Two very different air tankers are in the news, a very old one and the newest air tanker to join the federal fleet. Above is a photo, posted October 3, 2011 on the “Office of the Governor of Texas” Facebook page, of Neptune’s Tanker 40, a jet-powered BAe-146, making one of its first drops on an actual fire. The aircraft is not new, having entered service in 1986, but it was just recently converted into an air tanker. It least it is newer than the other air tankers currently flying that are 40 to 60 years old. The first P2s were manufactured in 1945 and the military retired their last one in 1984.
The photo below of a TBM dropping on a fire in 1972 is included here because a TBM is also in the news. The nonprofit Museum of Mountain Flying in Missoula has purchased one of the last TBM air tankers still flying and will be displaying it in their hanger at the Missoula International Airport. It is scheduled to arrive at Missoula today, October 10. [UPDATE: the TBM arrived in Missoula at noon on October 10. Photos and more information are at the Missoulian site.]
Here is an excerpt from an October 8 article in the Missoulian about the TBM:
Dick Komberec can’t wait for Monday.
Barring weather or mechanical complications, that’s when a long-ago thoroughbred from the Johnson Flying Service slurry bomber fleet returns home to Missoula.
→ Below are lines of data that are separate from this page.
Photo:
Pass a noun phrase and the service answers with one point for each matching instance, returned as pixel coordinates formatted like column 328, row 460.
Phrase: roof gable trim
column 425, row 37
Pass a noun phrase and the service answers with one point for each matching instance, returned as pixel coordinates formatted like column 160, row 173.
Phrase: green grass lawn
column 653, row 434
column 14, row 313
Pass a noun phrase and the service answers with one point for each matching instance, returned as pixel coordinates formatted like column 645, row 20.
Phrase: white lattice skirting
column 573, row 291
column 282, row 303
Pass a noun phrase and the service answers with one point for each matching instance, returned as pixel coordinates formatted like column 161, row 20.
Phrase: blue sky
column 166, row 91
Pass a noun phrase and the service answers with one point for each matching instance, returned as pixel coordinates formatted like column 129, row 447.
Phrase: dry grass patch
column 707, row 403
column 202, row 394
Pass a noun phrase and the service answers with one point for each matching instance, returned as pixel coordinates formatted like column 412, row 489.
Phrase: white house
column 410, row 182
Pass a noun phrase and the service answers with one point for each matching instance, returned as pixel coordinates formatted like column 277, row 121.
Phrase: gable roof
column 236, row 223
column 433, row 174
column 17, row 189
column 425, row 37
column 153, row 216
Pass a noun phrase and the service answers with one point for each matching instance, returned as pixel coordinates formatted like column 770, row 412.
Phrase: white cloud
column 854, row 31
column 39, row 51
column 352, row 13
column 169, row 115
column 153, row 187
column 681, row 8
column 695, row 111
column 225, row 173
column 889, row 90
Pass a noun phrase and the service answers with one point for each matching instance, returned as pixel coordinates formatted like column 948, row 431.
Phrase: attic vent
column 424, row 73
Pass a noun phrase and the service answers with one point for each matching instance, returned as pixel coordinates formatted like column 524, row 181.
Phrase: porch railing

It’s a retrofitted World War II torpedo bomber – “TBM,” to guys like Komberec who flew them as sprayers and fire bombers for Bob Johnson from 1954 to 1973.
The airplane is flying, with a seasoned Canadian pilot at the helm, from New Brunswick, where it and dozens of its brethren served as sprayers and fire retardant planes at Forest Protection Limited for most of the past 40 years. But when it touches ground at the Missoula International Airport, it’ll be Missoula’s again.
The nonprofit Museum of Mountain Flying used a generous gift to buy the plane for an undisclosed but rock-bottom price. It’ll take its place inside the hangar among nine other pioneering mountain planes, including the centerpiece DC-3 that dropped smokejumpers to their deaths in the tragic Mann Gulch fire in 1949. That plane flew back to Missoula in October 2001.
“It’s an historic event for Missoula and the whole state of Montana, really,” said Stan Cohen, the museum board’s president. “It’s not as historic as the Mann Gulch airplane, but it’ll be the only Johnson TBM on display in the U.S.”
Plans are to house “Alpha 13″ in the museum hangar, restore its Johnson Flying Service orange and white colors and, perhaps, take it for a spin now and then or do some demonstration water drops.